– Дадут ломоть, да заставят неделю молоть. (Очень похоже на зэковскую реакционную теорию, что даже большая пайка не восполняет трудовых затрат.)
Что ж это получается? Что черезо все светлые рубежи наших освободительных реформ, просветительства, революций и социализма екатерининский крепостной мужик и сталинский зэк, несмотря на полное несходство своего социального положения, – пожимают друг другу чёрные корявые руки?.. Этого не может быть!
Здесь наша эрудиция обрывается, и мы возвращаемся к своему изложению.

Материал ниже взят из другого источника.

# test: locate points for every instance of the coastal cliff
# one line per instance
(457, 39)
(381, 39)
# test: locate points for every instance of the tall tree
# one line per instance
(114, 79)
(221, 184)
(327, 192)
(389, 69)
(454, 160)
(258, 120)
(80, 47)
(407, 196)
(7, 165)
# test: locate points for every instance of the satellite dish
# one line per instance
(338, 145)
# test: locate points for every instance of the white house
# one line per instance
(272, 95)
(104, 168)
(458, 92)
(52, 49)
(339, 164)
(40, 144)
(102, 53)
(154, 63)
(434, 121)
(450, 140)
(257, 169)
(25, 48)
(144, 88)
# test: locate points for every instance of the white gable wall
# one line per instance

Из отношения к работе вытекает у зэка и отношение к начальству
. По видимости он очень послушен ему; например, одна из «заповедей» зэков: не залупайся! – то есть никогда не спорь с начальством. По видимости он очень боится его, гнёт спину, когда начальник его ругает или даже рядом стоит. На самом деле здесь простой расчёт: избежать лишних наказаний. На самом деле зэк совершенно презирает своё начальство – и лагерное и производственное, но прикровенно, не выказывая этого, чтобы не пострадать. Гурьбой расходясь после всяких деловых объявлений, нотаций и выговоров, зэки тут же вполголоса смеются между собой: было бы сказано, а забыть успеем! Зэки внутренне считают, что они превосходят своё начальство – и по грамотности, и по владению трудовыми специальностями, и по общему пониманию жизненных обстоятельств. Приходится признать, что часто так и бывает, но тут зэки в своём самодовольстве упускают, что зато администрация островов имеет постоянное преимущество перед туземцами в мировоззрении. Вот почему совершенно несостоятельно наивное представление зэков, что начальство – это как хочу, так и кручу, или «закон здесь – я!».Однако это даёт нам счастливый повод провести различительную черту между туземным состоянием и старым крепостным правом. Мужик не любил барина, посмеивался над ним, но привык чувствовать в нём нечто высшее, отчего бывали во множестве Савельичи и Фирсы, преданные рабы. Вот с этим душевным рабством раз и навсегда покончено. И среди десятков миллионов зэков нельзя представить себе ни одного, который бы искренно обожал своего начальника.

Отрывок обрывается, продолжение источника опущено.